Eso es lo que quieren hacer algunos de mis personajes. Yo les dejo, les acompaño, porque sé que así me ahorran a mí el viaje. Aprendo de su fracaso. Son impostores. Se mienten primero a sí mismos, diciéndose que están dispuestos a desprenderse de todo, hasta de lo más importante, y mienten luego a los demás haciéndose pasar por otros. Pero no son otros. Son ellos mismos travestidos. Más tarde, en el camerino, cuando acaba la función, se quitan la peluca, se limpian el maquillaje, se arrancan los postizos y los trajes de pedrería, se sacan las medias, se bajan de los zapatos de tacón y comprueban que siguen siendo los mismos de antes. Más viejos, más frustrados, quizá más sabios, pero los mismos.

Hay una frase de La peste, de Albert Camus, que recuerdo muchas veces. El sacerdote de la ciudad sitiada por la enfermedad, irreverente, abrumado por el sufrimiento que ve a su alrededor, con la fe perdida, da un sermón a sus fieles y se pregunta: “¿Hay alguien que pueda decir que toda una eternidad de gloria compensa un solo instante de dolor humano?” Su respuesta es que no: toda la eternidad de gloria que Dios promete no justifica ni un sólo instante del dolor que sentimos.
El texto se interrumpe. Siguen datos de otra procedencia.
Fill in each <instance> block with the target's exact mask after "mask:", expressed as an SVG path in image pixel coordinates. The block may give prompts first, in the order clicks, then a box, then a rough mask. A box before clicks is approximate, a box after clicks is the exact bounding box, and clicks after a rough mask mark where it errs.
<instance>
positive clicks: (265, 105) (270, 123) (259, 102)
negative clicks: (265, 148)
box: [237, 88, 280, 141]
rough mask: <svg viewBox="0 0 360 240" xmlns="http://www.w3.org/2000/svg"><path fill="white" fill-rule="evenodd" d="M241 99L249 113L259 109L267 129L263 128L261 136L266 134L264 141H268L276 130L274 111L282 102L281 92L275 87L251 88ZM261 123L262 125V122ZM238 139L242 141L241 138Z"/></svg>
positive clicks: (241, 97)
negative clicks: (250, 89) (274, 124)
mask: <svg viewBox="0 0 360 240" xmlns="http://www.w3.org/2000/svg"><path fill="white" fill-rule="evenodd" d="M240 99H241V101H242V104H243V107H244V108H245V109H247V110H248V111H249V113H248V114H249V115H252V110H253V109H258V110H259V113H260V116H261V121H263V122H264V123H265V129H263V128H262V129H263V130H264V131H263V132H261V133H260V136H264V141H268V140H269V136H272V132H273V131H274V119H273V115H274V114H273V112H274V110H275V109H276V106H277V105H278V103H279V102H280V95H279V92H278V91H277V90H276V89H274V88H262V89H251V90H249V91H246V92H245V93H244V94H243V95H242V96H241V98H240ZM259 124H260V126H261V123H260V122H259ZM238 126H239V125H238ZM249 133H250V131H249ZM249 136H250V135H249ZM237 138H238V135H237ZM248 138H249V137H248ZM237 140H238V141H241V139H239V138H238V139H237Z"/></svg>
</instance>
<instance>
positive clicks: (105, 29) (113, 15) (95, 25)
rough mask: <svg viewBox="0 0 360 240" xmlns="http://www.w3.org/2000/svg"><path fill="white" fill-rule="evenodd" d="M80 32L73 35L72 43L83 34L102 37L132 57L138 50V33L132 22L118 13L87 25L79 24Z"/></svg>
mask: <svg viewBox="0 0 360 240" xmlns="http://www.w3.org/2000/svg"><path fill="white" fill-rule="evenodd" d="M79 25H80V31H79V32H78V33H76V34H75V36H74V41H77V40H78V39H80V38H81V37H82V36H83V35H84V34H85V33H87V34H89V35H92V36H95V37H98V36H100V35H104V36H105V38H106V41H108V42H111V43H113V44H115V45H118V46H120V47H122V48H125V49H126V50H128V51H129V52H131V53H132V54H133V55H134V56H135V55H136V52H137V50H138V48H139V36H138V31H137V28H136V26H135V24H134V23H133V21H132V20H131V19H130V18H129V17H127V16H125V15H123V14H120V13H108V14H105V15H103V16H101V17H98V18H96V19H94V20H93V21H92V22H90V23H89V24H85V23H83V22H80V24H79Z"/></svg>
Yo creo que detrás de un escritor hay siempre un hombre que perdió la fe. Un hombre que fue expulsado del paraíso —de algún paraíso— y busca en el laberinto la forma de regresar. Un hombre que se hace demasiadas preguntas. Un hombre que cada mañana, al abrir el periódico, se da cuenta de que ninguna gloria, ninguna felicidad extraña, puede compensar una sola de sus noticias grotescas y despiadadas. Por eso si alguien me pregunta por qué vivo, no sé muy bien qué responderle. Si alguien me pregunta en cambio por qué escribo, le respondo de inmediato: para vivir. Para vivir las vidas que no he vivido.